Post-upgrade Infrastructure Checks

After upgrading your Kubernetes cluster, it’s important to verify that all infrastructure components are functioning properly. This ensures your workloads are running reliably and that observability and automation systems remain intact.

1. Node and Pod Health

Validate node and pod status

After the upgrade, confirm all cluster nodes are healthy and workloads are running as expected.

Steps:

1 Check node status:

kubectl get nodes

All nodes should show Ready without SchedulingDisabled.

2 Check for crashlooping or pending pods:

kubectl get pods -A --field-selector=status.phase!=Running

3 Run connectivity checks using a utility pod like netshoot to confirm service reachability across nodes.

2. Version Confirmation

Confirm UI displays new Kubernetes version

Verify that your cluster management interface (e.g., Rancher) shows the upgraded version and reports a healthy cluster state.

Steps:

1 In Rancher, go to the cluster dashboard and confirm the displayed Kubernetes version matches your target version.

2 Optionally confirm with the CLI:

kubectl version

3. Storage Validation

Check volume mounts

Verify that pods can still access their Persistent Volume Claims (PVCs) and that no mount errors occurred post-upgrade.

Steps:

1 List pods with volumes:

kubectl get pods -A -o jsonpath='{range .items[*]}{.metadata.name}{"\t"}{.spec.volumes[*].persistentVolumeClaim.claimName}{"\n"}{end}'

2 Inspect logs of workloads that rely on persistent storage for any mount or I/O errors:

kubectl logs <pod-name>

3 Validate access to mounted volumes within pods:

kubectl exec -it <pod> -- ls /data

4. Observability Systems

Monitor metrics and alerts

Ensure your monitoring tools are still collecting data and alerts are firing as expected.

Steps:

1 Open Grafana dashboards and confirm metrics are flowing.

2 Check Prometheus targets page for scrape errors.

3 Review Alertmanager for any silenced or missing alerts.

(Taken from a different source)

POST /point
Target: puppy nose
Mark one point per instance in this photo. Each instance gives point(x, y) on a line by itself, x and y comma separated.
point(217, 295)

Validate logging, monitoring, and tracing tools

1 Check that logging agents like FluentBit or Fluentd are still shipping logs to your central log system.

2 Validate OpenTelemetry collectors or Jaeger if using tracing.

3 Restart observability pods if needed:

kubectl rollout restart deploy prometheus-prometheus -n cattle-monitoring-system

5. Autoscaler Check

Cluster Autoscaler or Karpenter

Ensure your autoscaling logic is still working with the new Kubernetes version. Autoscalers automatically add or remove nodes based on workload demand — if they break after an upgrade, your cluster may not handle scaling events properly, leading to outages or resource exhaustion.

Steps:

1 Verify that Cluster Autoscaler or Karpenter pods are running:

kubectl get pods -n kube-system

(Look for pods like cluster-autoscaler or karpenter.)

2 Review logs for warnings or errors:

kubectl logs <autoscaler-pod> -n kube-system

Check for signs of misconfiguration or instability that might be exposed or worsened by the upgrade.

3 Optionally trigger a scale-up or scale-down event (e.g., by deploying a workload that exceeds current capacity) and confirm new nodes are provisioned or deprovisioned as expected.